How the web works
The Web is a world of information available at the click of a mouse. To use it, you need a computer, a connection to the Internet, and a browser.
When you run your browser, it finds and displays pages of information. The function of a Web browser is to interpret the programming language of the web pages (HTML, …) and transform it into the words and graphics that you see on your screen. If you need more information, all you have to do is click on a hyperlink. On each page, certain words, phrases, or even images are highlighted, and clicking on them causes the browser to go off and find another page, which probably contains more highlighted items, and so on.
All Web documents are stored on so-called server computers, represented in the image by a factory. Users can inspect these documents by requesting them from their local (personal) computers, represented by the house, and called a client.
All computers involved in the Web are connected by the Internet, represented by the roads. When you click on a hyperlink, your computer asks a server computer to return to you a document.
For example, starting from the CERN ‘Welcome page’ in Switzerland your next click might fetch a document from a physics lab at the other side of the world. All the information seems to be in the little box in front of you, though in reality it is spread over the globe.
The web is also friendly to the network: when you click on a piece of highlighted text your browser ‘orders a document’ from another computer, receives it by ‘return mail’ and displays it. You are then free to read the new page at leisure, without further consumption of network resources.

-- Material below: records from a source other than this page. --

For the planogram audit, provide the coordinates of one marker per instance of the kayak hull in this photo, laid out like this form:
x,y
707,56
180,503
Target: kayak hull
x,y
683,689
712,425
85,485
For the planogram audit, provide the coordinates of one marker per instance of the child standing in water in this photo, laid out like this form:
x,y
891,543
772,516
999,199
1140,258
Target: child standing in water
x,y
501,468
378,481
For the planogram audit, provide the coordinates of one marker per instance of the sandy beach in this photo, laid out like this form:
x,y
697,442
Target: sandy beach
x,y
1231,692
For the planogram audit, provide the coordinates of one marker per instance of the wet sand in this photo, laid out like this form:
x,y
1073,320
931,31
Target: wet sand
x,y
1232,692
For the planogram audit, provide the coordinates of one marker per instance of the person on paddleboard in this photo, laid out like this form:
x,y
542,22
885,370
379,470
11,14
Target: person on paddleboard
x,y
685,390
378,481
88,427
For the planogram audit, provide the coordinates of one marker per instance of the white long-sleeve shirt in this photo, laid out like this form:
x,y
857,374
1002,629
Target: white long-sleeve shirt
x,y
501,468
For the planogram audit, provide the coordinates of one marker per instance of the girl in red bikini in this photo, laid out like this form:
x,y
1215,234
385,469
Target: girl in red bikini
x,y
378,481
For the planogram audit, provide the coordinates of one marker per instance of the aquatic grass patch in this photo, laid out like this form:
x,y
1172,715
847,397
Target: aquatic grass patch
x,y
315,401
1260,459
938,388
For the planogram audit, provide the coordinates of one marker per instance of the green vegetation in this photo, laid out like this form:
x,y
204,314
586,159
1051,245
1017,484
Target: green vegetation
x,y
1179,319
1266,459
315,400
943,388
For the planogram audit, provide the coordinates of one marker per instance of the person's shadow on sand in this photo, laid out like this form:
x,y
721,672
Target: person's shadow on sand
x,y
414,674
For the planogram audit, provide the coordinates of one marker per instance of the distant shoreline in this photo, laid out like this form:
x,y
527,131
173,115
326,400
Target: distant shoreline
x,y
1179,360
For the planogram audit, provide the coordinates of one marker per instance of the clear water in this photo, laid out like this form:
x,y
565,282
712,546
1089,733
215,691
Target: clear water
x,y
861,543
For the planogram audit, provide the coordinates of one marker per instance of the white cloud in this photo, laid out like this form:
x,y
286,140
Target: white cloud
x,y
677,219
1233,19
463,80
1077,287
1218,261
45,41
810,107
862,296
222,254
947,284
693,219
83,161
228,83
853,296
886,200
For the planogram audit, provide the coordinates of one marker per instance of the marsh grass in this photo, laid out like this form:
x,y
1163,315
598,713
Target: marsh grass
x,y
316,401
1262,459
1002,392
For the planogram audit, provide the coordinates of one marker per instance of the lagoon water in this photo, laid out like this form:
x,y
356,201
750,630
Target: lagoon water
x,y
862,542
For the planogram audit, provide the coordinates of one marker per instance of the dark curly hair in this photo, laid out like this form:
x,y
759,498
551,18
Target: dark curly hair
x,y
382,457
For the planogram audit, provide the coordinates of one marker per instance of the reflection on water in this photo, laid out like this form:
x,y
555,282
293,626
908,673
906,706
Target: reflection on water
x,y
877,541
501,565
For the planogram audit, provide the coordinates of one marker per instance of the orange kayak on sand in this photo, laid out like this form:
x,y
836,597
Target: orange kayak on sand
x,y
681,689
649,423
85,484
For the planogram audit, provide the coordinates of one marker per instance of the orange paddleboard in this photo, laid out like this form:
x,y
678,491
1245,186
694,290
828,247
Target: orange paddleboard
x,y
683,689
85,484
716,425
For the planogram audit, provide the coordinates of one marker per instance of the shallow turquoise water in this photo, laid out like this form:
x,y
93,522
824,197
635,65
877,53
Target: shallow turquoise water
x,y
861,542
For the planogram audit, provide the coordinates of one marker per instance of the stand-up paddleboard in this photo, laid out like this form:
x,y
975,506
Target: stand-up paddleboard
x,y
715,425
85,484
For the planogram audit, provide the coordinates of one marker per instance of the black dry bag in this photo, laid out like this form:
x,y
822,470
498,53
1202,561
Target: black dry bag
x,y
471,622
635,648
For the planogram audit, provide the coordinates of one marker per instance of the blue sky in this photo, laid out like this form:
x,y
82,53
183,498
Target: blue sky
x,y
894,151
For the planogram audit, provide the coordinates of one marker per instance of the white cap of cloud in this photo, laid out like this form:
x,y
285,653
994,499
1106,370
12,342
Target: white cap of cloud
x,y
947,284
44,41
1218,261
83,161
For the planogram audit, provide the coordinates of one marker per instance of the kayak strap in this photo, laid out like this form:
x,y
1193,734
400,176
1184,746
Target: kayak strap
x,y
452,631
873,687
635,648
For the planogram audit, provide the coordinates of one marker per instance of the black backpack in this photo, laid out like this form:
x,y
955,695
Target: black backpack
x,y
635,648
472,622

The Web may be used to initiate processes on either the client or the server. A request can start a database search on a server, returning a synthesised document. A document returned in an unfamiliar format can cause the browser to start a process on the client machine in order to interpret it.
The Web's ability to negotiate formats between client and server makes it possible to ship any type of document from a server to a client, provided the client has the appropriate software to handle that format. This makes video, sound and anything else accessible without the need for a single application to be able to interpret everything.
The Web and the Internet
The Web is not identical to the Internet; it is only one of the many Internet-based communication services. The relation between them may be understood by using the analogy with the global road system. On the Internet, as in the road system, three elements are essential: the physical connections (roads and cables), the common behaviour (circulation rules and Internet protocol) and the services (mail delivery and the WWW).
The physical connections: cables and roads
Cables are a passive infrastructure, laid down locally by governments and telecoms companies. Cables have different capacity: a single telephone line like the one leading from your home can handle about 7 kilobytes per second, the equivalent of a page of text per second. Optical fibres handle well into the thousand millions of bytes per second. Although the cables may be of different types and the junctions may be very complicated, they are all interconnected.
On the roads it is possible for you to drive from home out to a far away place, perhaps in another country, passing from highways to country roads. Similarly, you can find a continuous connection through several interchange nodes between your computer at home and the one of a friend in Australia.
The common behaviour: the Internet
Connecting computers to the cables is not enough: to be able to talk to each other they have to agree on a common way of behaving, just like we do when we drive our cars on the roads. The Internet is like the traffic rules: computers must use the cables in an agreed fashion.
Thousands of cars can use the same roads even if they all have different destinations; no problems arise as long as on the road everybody drives on one side, stop for red traffic lights and so on.
The Internet transfers data in little packets between computers. To use the cables between them profitably, computers must obey rules too: they have to use the same communication protocol.
A communication protocol is something you are familiar with if you have ever talked to someone: in a conversation, people know when to start speaking, when to stop, which sounds to make to encourage the other person to continue, and so on. This is an implicit ‘protocol’ for humans. Computers exchanging data over cables need a similar set of rules for behaviour.
To be ‘connected to the Internet’, a computer must respect the Internet protocols. It can do so if a compatible layer of software has been installed on it. The common protocol for the Internet is called the Transmission Control Protocol/Internet Protocol or TCP/IP.
Services for everyone
Once you have the cables and the protocol to use them, your computer can communicate with all the others. But what can they say to each other?
You can use the roads to drive on as an individual, you can run scheduled bus lines, transport heavy goods, you can even run a pizza delivery service. Similarly, on the Internet, you can run data services: electronic mail, file transfer, remote log-in, bulletin boards, …
The World Wide Web is just one of them, a bit like a ‘parcel delivery service’: at your request, the WWW will deliver you the required document.